Quarante ans après 1986

C’est l’une des histoires les plus folles de ce Mondial. L’Irak retrouve la Coupe du Monde quarante ans après sa seule et unique participation, en 1986 au Mexique (trois défaites à l’époque). Et le symbole est saisissant : les Lions de la Mésopotamie ont décroché leur billet… de nouveau au Mexique, à Monterrey. Pour une nation marquée par des décennies de guerres et de drames, voir l’Irak à la deuxième Coupe du Monde de son histoire relève presque de l’irréel.

Un parcours du combattant, au sens propre

La route fut un véritable marathon. L’Irak a disputé le plus grand nombre de matchs de toute la planète durant ces éliminatoires (21). Après un barrage asiatique remporté face aux Émirats arabes unis (sur un penalty à la 90e+17 au retour à Bassorah), il a fallu disputer le barrage intercontinental à Monterrey le 1er avril 2026. Face à la Bolivie, ce fut un scénario à suspense : ouverture du score rapide d’Ali Al-Hamadi, égalisation concédée, puis but vainqueur d’Aymen Hussein et longue résistance héroïque. Score final : 2-1. L’Irak devenait la 48e et dernière nation qualifiée — et Aymen Hussein inscrivait, au passage, le tout dernier but de la campagne mondiale de qualification.
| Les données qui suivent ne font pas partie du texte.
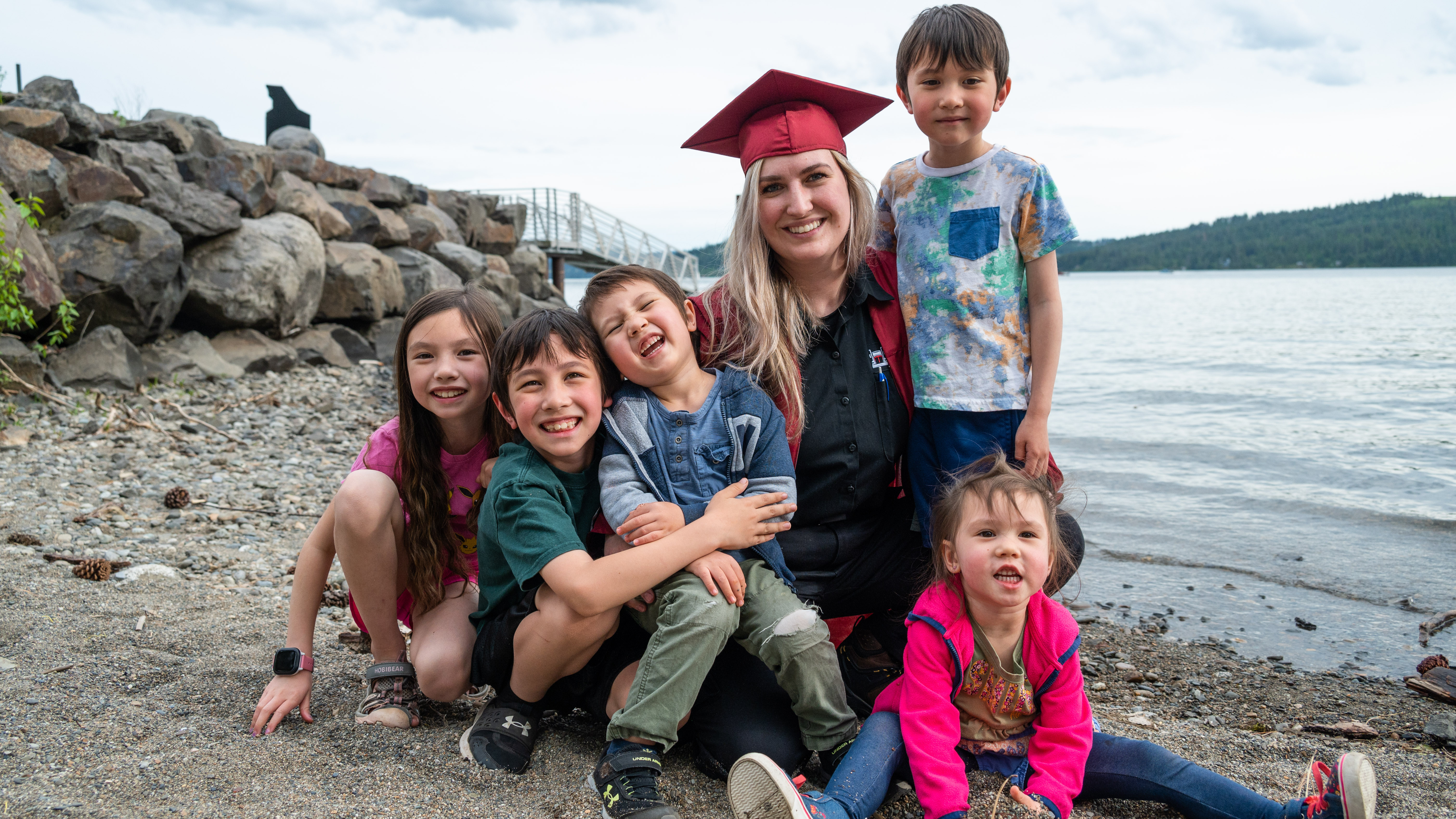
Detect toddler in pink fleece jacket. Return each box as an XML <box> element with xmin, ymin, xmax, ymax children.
<box><xmin>728</xmin><ymin>455</ymin><xmax>1376</xmax><ymax>819</ymax></box>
Le contexte rendait l’exploit encore plus lourd. À cause des tensions au Moyen-Orient, l’espace aérien irakien a été fermé, compliquant énormément le voyage de la sélection vers le Mexique, et bloquant un temps plusieurs joueurs au pays. Le sélectionneur Graham Arnold avait même demandé un report. Arrivés à Monterrey avec une charge mentale colossale, les Irakiens ont tenu bon.

Arnold, l’Australien qui a tout misé sur l’Irak

Le technicien Graham Arnold (ancien sélectionneur de l’Australie) a réalisé un travail d’immersion total : il a vécu huit des dix derniers mois à Bagdad pour s’imprégner de la culture locale. Son bilan : 8 victoires, 3 défaites et 2 nuls en 13 matchs. Sur le terrain, l’Irak n’est pas un ogre, mais une équipe terriblement résiliente, bâtie sur un bloc compact et une foi collective inébranlable — plus de la moitié de l’effectif évolue d’ailleurs dans le championnat irakien. Les visages connus à l’étranger : l’attaquant Ali Al-Hamadi (Ipswich Town), et le milieu Zidane Iqbal (Utrecht, né en Angleterre, passé par les jeunes de Manchester United).
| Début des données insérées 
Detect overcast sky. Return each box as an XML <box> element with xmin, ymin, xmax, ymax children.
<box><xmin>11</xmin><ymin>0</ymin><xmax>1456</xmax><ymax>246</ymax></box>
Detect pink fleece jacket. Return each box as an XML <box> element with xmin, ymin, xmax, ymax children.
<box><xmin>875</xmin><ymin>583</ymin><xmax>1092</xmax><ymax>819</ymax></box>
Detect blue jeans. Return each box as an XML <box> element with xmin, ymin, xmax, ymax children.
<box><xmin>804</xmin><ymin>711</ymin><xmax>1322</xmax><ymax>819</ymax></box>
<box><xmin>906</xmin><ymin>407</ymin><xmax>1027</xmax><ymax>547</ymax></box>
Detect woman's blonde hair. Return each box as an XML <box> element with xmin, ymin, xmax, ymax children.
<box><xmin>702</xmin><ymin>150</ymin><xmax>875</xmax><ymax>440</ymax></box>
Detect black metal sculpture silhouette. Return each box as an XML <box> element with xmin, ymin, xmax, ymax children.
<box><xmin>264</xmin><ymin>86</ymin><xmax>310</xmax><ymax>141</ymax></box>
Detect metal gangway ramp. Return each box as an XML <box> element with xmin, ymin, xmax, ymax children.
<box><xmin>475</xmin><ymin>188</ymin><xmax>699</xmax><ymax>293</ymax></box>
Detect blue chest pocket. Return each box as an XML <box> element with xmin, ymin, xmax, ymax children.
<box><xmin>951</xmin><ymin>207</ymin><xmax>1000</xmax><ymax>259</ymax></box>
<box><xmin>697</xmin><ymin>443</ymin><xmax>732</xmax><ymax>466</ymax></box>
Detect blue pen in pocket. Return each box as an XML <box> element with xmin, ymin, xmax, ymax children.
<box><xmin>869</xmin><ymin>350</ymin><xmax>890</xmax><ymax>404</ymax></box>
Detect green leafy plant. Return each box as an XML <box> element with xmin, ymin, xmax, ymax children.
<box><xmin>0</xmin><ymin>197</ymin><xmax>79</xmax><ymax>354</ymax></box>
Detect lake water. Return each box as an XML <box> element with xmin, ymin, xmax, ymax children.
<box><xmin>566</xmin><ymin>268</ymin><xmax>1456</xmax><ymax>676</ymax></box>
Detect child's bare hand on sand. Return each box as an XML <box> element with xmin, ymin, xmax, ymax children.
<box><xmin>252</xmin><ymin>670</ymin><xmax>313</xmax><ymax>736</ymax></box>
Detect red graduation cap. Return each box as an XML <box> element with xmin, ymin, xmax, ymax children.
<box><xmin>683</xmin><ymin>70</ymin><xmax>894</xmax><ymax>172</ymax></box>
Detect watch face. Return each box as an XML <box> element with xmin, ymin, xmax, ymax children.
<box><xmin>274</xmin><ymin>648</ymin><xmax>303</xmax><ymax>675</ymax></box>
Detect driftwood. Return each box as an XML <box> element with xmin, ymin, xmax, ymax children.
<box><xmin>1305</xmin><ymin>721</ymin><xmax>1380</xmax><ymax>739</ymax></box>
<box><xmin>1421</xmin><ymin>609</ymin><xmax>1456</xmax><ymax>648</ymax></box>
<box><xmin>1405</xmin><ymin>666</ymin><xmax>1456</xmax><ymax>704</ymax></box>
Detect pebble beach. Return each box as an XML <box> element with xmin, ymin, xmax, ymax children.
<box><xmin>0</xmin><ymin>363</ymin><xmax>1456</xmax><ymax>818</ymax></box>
Le Groupe I : jouer crânement sa chance

Le calendrier officiel CDM 2026, figé depuis le tirage du 5 décembre 2025 (horaires en heure française) :

Mercredi 17 juin (0h, Boston) — Norvège : un baptême face à Haaland pour l’entrée en lice. Il faudra verrouiller d’entrée.
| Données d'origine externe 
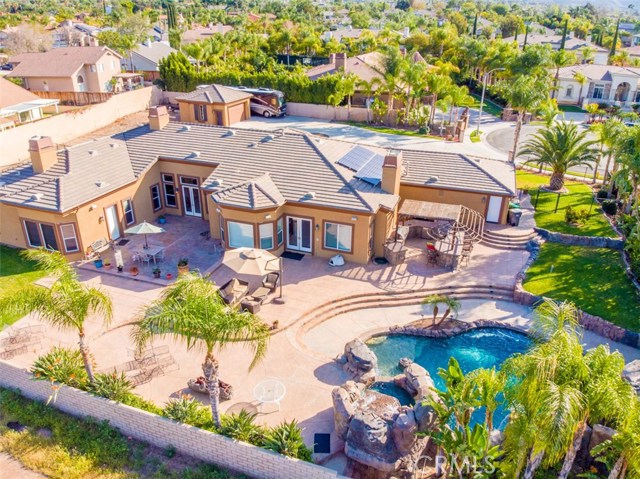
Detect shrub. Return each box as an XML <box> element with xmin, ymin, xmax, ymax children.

Lundi 22 juin (23h, Philadelphie) — France : le choc face au n°1 mondial. Première confrontation de l’histoire entre les deux nations. « Est-ce que je peux leur emprunter juste un joueur ? », a plaisanté Arnold à propos de la profondeur des Bleus.

Vendredi 26 juin (21h, Toronto) — Sénégal : le match le plus « jouable », et probablement le seul espoir réel de grappiller des points dans ce groupe relevé.

Soyons lucides : l’Irak part dernier de ce groupe sur le papier, face à trois sélections d’un calibre supérieur. Mais Arnold a promis de « surprendre le monde entier ». Pour une nation qui a déjà gagné son plus grand combat en se qualifiant malgré tout, chaque point arraché serait une victoire en soi. Le simple fait d’être là, 40 ans après, raconte déjà une histoire immense.

Et toi, tu y crois à l’Irak ? Exploit retentissant pour les Lions de la Mésopotamie comme promis par Arnold, ou trois défaites mais une fierté immense d’avoir retrouvé le Mondial après 40 ans ?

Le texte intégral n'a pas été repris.